As expected Wednesday night, the Shelter Island Zoning Board of Appeals gave the owners of a controversial house at 6 Cartwright Road a clean bill of health on one structure within the compound, but said no to what most members regarded as a second separate structure.
Only Patricia Shillingburg voted against the resolution allowing owners Peter Stamberg and Paul Aferiat to obtain a certificate of occupancy for the main part of the structure at 6 Cartwright Road, not because she objected to that part of the resolution, but because she sees the entire compound as a single structure. Her board colleagues, however, said the smaller part of the compound that was once connected to the main building is 181 square feet too small to be granted a certificate of occupancy.
“I believe the Stamberg-Aferiat house is one structure,” Ms. Shillingburg said. She described it as “a large box contained within walls that contained two smaller boxes with roofs and a pool” and said in overall size, it meets requirements.
“In my opinion, the Building Department and, subsequently, the ZBA, are wrong and, therefore, I am voting no on this resolution,” Ms. Shillingburg said.
ZBA Chairman Doug Matz abstained from voting because he was unable to be at the board’s discussion of the project.
The house, constructed of corrugated metal and concrete and painted yellow, orange, green, pink, purple and gray, drew criticism during a public hearing from neighbors who complained about noise emanating from the compound, while some wanted to see the owners surround the house with plants so it couldn’t be seen from the street.
Greenport attorney Valerie Marvin rejected that argument on behalf of her clients.
She couldn’t be reached for comment on the ZBA’s decision, but had declined comment on it when members discussed the application at last week’s work session. The applicants have the right to file an what’s know as an “Article 78″ asking that a court overturn the ZBA ruling blocking their ability to get a certificate of occupancy
What brought the project to the ZBA was a rejection by the town Building Department for a certificate of occupancy. That decision was based on a judgement that without a connecting corridor linking the two structures within the walls, the buildings were separate and one was considerably below the minimum 480 square feet required by code for a house.
When the two men designed the house, plans called for a connecting corridor between the two sections of the structure. It was that design that was approved, but the structure as it stands today has no corridor. The men didn’t like it and ripped it out, Ms. Marvin told the ZBA during the April 24 hearing on the application.
Both structures had been occupied by rental tenants, despite not having certificates of occupancy, and some neighbors objected to it being used for tenants. But nothing in town code prohibits such use as long as the property meets other health and safety requirements and has a certificate of occupancy.
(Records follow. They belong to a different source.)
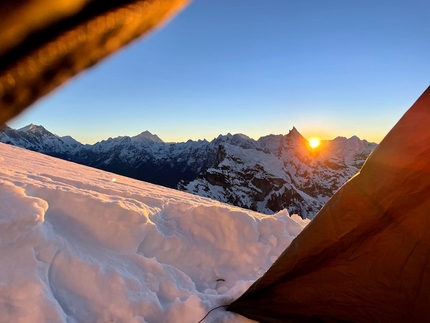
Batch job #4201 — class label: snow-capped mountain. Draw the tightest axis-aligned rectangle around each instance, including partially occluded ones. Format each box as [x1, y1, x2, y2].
[0, 125, 376, 218]
[0, 124, 83, 158]
[178, 128, 376, 218]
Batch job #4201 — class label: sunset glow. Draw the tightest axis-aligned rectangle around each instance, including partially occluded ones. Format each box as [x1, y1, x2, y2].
[309, 138, 321, 148]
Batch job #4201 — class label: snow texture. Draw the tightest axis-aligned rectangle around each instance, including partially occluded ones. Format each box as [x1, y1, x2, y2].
[0, 144, 308, 323]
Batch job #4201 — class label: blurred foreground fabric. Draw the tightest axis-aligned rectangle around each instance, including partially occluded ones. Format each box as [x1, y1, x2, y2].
[0, 0, 188, 125]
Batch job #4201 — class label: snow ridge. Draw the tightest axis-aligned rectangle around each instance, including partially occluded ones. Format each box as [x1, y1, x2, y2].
[0, 144, 308, 323]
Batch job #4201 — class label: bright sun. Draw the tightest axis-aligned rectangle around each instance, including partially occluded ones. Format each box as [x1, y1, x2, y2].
[309, 138, 321, 148]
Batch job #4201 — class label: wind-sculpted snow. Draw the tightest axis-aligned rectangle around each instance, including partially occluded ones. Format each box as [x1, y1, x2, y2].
[0, 144, 307, 323]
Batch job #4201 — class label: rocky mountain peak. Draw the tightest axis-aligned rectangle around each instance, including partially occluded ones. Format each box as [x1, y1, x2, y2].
[131, 130, 164, 142]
The Suffolk County Department of Health Services had also balked at approving the structure because it hadn’t been built according to the plan. But Health Department approval has subsequently been secured.
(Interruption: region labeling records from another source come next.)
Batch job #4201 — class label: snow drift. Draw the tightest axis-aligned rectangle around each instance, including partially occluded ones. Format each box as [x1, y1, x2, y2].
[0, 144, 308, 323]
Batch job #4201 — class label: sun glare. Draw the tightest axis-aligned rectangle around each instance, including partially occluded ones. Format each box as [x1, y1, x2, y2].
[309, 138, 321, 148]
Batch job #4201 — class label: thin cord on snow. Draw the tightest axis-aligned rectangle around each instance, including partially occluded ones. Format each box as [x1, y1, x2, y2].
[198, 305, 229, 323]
On a separate issue, the ZBA delayed action on an application from the Shelter Island Yacht Club to use an adjacent parcel of land for storage, parking and even a possible tennis court. At issue in the case was whether a previous ZBA approval handed down in 1971 is valid since the Yacht Club filed the application, but the land is owned by the Shelter Island Development Corporate that, in turn, is owned by the Yacht Club.
At a May 15 ZBA work session, members discussed the possibility of approving the use, but with a caveat that as long as the Yacht Club exists, it can’t sell either of the two properties separately. Again, Ms. Shillingburg has expressed a difference of opinion with her ZBA colleagues about whether there’s any need for such a caveat. But before the board acts on the application, members want to discuss it further at their June 19 work session.